Do you wonder why in a state so blue with a legislature so Democratic we haven’t enacted more progressive laws? Or why legislation seems to languish endlessly in committee or never reaches the floor for a vote? Do you wonder why the leadership of the House seems to have a stranglehold on the flow of legislation and why our representatives seem unable to get anything much done? Do you wonder what’s going on and what can we do about it?

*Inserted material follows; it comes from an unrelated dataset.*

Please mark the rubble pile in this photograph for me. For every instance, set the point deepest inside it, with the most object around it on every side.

Well, so do we! These questions and more will be addressed at the first in a series of forums on Massachusetts public policy sponsored by Progressive Democrats of Massachusetts (PDM), from 10-11 AM on Friday, January 15th

Panelists John Lippitt, PDM, who writes a blog on national policy and politics at http://lippittpolicyandpolitics.org, and Matt Miller, co-founder of Act On Mass, will discuss rules and practices of the state legislature that stymie the passage of progressive legislation and make it difficult for the public to know what is going on in the Legislature, and Act on Mass’ Transparency is Power campaign to start to fix that. They will address strategies for rules reform, including Act On Mass’s Transparency is Power proposal. Jeanne Kempthorne, a member of PDM’s leadership team and a former member of the State Ethics Commission, will moderate.

Featured Speaker

Matt Miller

MATT MILLER co-founded Act on Mass in 2018 and has been Field Director & Campaign manager on many local campaigns and grassroots organizing projects.

Panelist

John Lippitt

JOHN A. LIPPITT has been a member of the Leadership Team of Progressive Democrats of Massachusetts (PDM) for over 5 years. Mr. Lippitt has a Ph.D. in Early Childhood Policy from the Heller School at Brandeis University and has recently retired from teaching and program management in early childhood policy and practice, as well as child and family policy more broadly. He has been writing a blog on national policy and politics since 2011 at http://lippittpolicyandpolitics.org.

Moderator

Jeanne Kempthorne

JEANNE KEMPTHORNE is a former prosecutor and criminal defense attorney. She has strong interests in public integrity, having served as chief of the Public Corruption Unit at the US Attorney’s Office in Boston and on the State Ethics Commission. She was vice-chair of the board of Common Cause Massachusetts and originally joined PDM’s board in Spring 2018.